EnerNOC (Energy Network Operations Center) is an energy intelligence software provider with more than 1,300 employees in its Boston headquarters and international locations. The public firm helps global customers to efficiently consume energy. “Our mission is to change how the world uses energy, helping customers to improve profitability and visibility for better decision-making and sustainability by focusing on how they buy energy and when and how they use it,” says James Nichols, principal engineer and cloud architect at EnerNOC.
A regular user of Splunk (the company uses other DevOps tools and platforms as well, including AWS and Oracle), EnerNOC has fully automated monitoring in its perpetual drive to move past continuous delivery and on to continuous deployment.
Embedded in EnerNOC’s story of why it uses continuous development and continuous deployment models is a chapter on its move to fully automated monitoring.
EnerNOC DevOps Models
EnerNOC’s DevOps model is in constant transition toward full automation. Currently, it has fully automated deployment, fully automated monitoring and semi-automated quality assurance (QA), which pull the company’s continuous development approaches.
A change to “builds on commit” of smaller applications within the legacy software monolith at EnerNOC came hand in hand with further automation, targeting what the company calls “trustworthy continuous deployment,” Nichols says. That was the crux of EnerNOC extending itself into deployment automation.
Wherever the model is not fully automated and continuous in deployment, it remains continuous delivery. “Most of the variance between the approaches is due to aspects of the delivery pipeline that still have manual processes; these parts are usually comprised of the remaining manual testing procedures,” says Nichols.
Change Control Necessitates Two Models
EnerNOC develops and maintains mission-critical software that must pass through a change management approval process. This process includes communications within and across the company and customers, as well as user acceptance testing. This is where the manual testing comes in. Only at the end of this approval pipeline can EnerNOC pass the software baton into the hands of production.
Due to EnerNOC’s tightly yoked systems and the manual testing, change control remains, along with a mix of continuous development and semi-automation with fully automated continuous deployment. “DevOps is a cultural movement as well as a technical one, and so the existing model could evolve with the organization’s quality and maturity evolutions,” says Nichols. If the manual testing and the relationships between systems give way to more fully automated testing and more amenable relationships, QA could more closely embrace full automation.
Monitoring Challenges/Achievements
EnerNOC’s application diversity includes hybrid software with a foothold in the Amazon cloud, in EnerNOC’s data centers and on-premises. “We use three tiers on top of Oracle in the data center. In AWS, we use a combination of big data, cloud-friendly and serverless technologies,” says Nichols. Business transaction data traverses many machines that belong to service groups’ stakeholders. “The distributed, decentralized architecture makes troubleshooting, performance management, security operations and production operations challenging,” notes Nichols. Better monitoring was the answer.

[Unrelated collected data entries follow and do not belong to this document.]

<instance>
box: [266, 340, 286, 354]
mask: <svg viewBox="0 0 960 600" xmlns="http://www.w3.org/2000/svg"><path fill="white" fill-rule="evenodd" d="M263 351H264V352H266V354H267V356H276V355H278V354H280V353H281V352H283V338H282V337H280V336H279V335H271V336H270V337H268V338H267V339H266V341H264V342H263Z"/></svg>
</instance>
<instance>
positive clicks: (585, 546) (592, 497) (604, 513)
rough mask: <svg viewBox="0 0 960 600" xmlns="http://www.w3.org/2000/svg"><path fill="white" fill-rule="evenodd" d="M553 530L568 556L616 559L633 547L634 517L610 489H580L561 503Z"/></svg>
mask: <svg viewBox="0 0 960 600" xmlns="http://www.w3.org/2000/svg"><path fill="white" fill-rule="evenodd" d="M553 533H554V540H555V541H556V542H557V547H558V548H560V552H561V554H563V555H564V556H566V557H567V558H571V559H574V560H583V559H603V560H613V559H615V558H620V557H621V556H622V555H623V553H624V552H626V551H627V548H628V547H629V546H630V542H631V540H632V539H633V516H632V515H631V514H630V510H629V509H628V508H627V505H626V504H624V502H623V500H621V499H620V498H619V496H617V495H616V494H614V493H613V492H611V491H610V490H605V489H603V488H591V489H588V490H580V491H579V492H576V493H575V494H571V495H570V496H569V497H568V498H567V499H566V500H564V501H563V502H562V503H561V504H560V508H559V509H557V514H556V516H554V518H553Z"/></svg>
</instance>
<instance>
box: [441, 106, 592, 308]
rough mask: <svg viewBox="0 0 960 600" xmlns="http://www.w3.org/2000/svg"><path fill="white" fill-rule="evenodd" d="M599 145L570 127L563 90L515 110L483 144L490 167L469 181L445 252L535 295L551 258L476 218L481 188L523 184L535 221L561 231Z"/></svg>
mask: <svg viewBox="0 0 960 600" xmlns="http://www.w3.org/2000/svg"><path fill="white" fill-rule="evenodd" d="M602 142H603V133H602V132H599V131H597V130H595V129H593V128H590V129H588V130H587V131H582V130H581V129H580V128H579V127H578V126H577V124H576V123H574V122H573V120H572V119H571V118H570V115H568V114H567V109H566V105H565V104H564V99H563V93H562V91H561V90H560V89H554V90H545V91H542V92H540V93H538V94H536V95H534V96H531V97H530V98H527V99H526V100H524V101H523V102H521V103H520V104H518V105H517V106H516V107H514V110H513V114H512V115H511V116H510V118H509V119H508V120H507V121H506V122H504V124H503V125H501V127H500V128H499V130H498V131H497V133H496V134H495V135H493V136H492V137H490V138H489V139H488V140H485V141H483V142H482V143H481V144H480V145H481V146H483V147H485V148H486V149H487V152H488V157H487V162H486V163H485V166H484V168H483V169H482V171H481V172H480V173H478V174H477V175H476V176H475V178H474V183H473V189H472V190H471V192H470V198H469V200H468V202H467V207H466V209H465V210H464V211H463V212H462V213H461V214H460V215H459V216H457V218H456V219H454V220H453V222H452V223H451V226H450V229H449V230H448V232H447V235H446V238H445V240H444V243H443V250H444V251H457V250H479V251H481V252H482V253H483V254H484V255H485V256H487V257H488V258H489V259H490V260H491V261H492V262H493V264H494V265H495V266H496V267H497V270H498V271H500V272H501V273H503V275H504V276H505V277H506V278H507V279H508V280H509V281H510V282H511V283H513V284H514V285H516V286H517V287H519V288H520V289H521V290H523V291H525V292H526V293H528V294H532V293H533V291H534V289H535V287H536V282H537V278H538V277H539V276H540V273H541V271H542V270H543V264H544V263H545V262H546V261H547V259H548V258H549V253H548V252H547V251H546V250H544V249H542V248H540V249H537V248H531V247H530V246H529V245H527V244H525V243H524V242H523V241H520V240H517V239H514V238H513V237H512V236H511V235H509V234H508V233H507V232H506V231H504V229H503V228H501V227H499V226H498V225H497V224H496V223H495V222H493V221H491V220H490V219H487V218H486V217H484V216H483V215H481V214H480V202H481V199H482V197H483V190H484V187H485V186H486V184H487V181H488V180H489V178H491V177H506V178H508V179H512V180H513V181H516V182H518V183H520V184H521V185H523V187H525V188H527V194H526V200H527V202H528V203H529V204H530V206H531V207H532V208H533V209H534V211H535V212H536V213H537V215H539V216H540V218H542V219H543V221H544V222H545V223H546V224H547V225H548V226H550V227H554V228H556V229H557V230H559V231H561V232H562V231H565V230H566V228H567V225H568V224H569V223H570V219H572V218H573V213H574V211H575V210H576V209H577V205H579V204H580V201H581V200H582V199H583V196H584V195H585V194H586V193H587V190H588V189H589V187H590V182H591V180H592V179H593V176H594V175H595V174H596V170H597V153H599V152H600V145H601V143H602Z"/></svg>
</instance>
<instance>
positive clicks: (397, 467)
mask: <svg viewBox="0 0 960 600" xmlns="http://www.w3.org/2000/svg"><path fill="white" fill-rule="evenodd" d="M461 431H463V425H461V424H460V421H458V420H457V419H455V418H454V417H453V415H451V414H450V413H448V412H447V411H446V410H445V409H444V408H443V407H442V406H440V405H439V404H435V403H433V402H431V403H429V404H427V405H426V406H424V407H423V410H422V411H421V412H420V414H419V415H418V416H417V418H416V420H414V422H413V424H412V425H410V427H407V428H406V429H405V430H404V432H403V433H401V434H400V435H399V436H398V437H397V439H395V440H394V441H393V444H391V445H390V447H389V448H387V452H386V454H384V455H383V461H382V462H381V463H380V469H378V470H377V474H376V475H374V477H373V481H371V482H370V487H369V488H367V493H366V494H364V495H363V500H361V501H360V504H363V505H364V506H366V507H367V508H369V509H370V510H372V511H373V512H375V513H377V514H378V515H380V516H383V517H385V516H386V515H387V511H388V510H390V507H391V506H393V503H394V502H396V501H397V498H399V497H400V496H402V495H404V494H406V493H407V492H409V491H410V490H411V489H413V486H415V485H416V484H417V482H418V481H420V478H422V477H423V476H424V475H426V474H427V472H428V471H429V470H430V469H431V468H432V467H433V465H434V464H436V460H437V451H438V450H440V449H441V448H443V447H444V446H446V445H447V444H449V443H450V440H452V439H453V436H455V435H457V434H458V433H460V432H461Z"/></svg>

EnerNOC wanted to offer nontechnical users easy access to systems-level monitoring data with transparency into the many systems through a single pane-of-glass dashboard with readily available system notices and troubleshooting abilities. “We would use Splunk to do this and then feedback everything we learned from using Splunk into driving our DevOps and engineering processes into the future,” he says.
The EnerNOC DevOps performance team built the dashboard that accompanied the Splunk service, ensuring it would register the performance metrics that are of value to the organization. The performance, product management and development teams maintain an awareness of the metrics and receive the related alerts. “The development team incorporates the ongoing metrics early in the development life cycle to improve application performance,” says Nichols.
EnerNOC first applied Splunk to web logs for operational capacity planning, then used Splunk to give the Ops team transparency into the function of its new real-time data product that was working in production. As new products came on board, the organization added them to Splunk to provide Ops teams with dashboards, at the urgent request of Ops team members.
Current Status: All Systems Good
EnerNOC applies Splunk to test and production systems for views into consistency and acceleration. “Splunk is our primary alerting infrastructure for low-level system metrics like CPU utilization as well as for complex business transactions that span multiple systems,” says Nichols. Splunk has eyes on application health, cluster state across machines, expected systems tasks and suspect or known-bad system behavior, as well as the presence or lack of any significant event.